Matt Newton's Math class knows how to work with numbers at Erie Middle School on Friday.

But when Illinois billed the rural school district $435,000 for overpayment, the figures came as a complete surprise.

"It is one of the most bizarre things," said Superintendent Brad Cox.

The district of 660 students is among thousands of Illinois taxing districts being asked to repay a total of $168 million.

Cox says that the state changed its calculations without warning.

"If you're going to make a $168-million mistake, wouldn't you go to great lengths to explain exactly how that mistake was made?" he asked.

The surprise bill comes at a time when Erie is starting to look at building improvements.

Most of its school buildings are more than 50 years old.

Just across the street from Erie Middle School, Linda Wuerzburger is holding a yard sale.

She's among local voters who will decide on funding district improvements.

For now, she's upset by the state's surprise move.

"Absolutely," she said.  "It's kind of like they're being kicked when they're down."

"It's a small town," added Allison Geer.  "Everyone is so close.  This is kind of like a shock."

For its part, Erie Schools are in remarkably solid financial shape during difficult times.

"We're in a spot where we have no debt," said Superintendent Cox.

Cox doesn't think that the latest surprise bill will threaten renovations.

He expects a vote could take place during the November presidential election.

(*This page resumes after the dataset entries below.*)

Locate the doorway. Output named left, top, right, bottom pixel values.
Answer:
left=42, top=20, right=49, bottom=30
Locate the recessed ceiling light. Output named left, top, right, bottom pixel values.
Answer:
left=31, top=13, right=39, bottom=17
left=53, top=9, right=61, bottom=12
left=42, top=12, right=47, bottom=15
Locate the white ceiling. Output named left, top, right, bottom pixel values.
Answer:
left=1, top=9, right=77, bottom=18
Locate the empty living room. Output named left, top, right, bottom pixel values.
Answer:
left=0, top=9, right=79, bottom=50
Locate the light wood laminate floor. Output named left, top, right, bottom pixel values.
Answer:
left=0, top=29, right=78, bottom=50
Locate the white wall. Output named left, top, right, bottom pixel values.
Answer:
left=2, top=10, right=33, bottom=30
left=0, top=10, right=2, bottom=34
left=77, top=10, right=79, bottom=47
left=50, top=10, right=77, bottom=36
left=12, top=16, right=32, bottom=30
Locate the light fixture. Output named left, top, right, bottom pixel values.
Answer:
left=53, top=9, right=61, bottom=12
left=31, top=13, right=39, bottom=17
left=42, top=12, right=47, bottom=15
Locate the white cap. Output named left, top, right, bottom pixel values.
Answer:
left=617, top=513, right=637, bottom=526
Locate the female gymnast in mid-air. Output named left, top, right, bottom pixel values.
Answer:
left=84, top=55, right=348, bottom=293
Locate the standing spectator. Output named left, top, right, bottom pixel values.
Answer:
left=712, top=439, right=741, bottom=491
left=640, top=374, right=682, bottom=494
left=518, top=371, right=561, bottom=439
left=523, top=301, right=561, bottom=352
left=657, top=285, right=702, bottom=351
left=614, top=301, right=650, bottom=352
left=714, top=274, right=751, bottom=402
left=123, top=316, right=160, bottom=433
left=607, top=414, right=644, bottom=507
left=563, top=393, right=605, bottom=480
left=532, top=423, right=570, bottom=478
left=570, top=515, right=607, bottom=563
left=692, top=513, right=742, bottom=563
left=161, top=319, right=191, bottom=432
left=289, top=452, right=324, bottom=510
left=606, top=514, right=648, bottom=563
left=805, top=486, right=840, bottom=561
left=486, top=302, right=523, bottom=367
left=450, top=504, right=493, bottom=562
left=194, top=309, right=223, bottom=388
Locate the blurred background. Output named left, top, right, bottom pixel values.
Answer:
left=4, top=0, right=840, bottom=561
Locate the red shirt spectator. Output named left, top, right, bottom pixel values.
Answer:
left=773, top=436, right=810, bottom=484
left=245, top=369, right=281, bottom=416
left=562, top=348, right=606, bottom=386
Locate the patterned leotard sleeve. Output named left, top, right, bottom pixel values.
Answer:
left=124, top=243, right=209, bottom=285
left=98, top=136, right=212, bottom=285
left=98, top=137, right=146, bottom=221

Erie CUSD #1 will hold a community meeting at 6:30 p.m., on April 26, at Erie High School.

It will hold an identical meeting on May 1, 3 p.m., at the Methodist Hall.

Cox says that the situation sends a message about a broken system in Springfield.

"At some point in time, I'm really hoping that our state will have some sort of a wake-up call," he said.

Until then, school districts must deal with bills that keep adding up.

"The kids are the ones that are going to get hurt in the end," Wuerzburger concluded.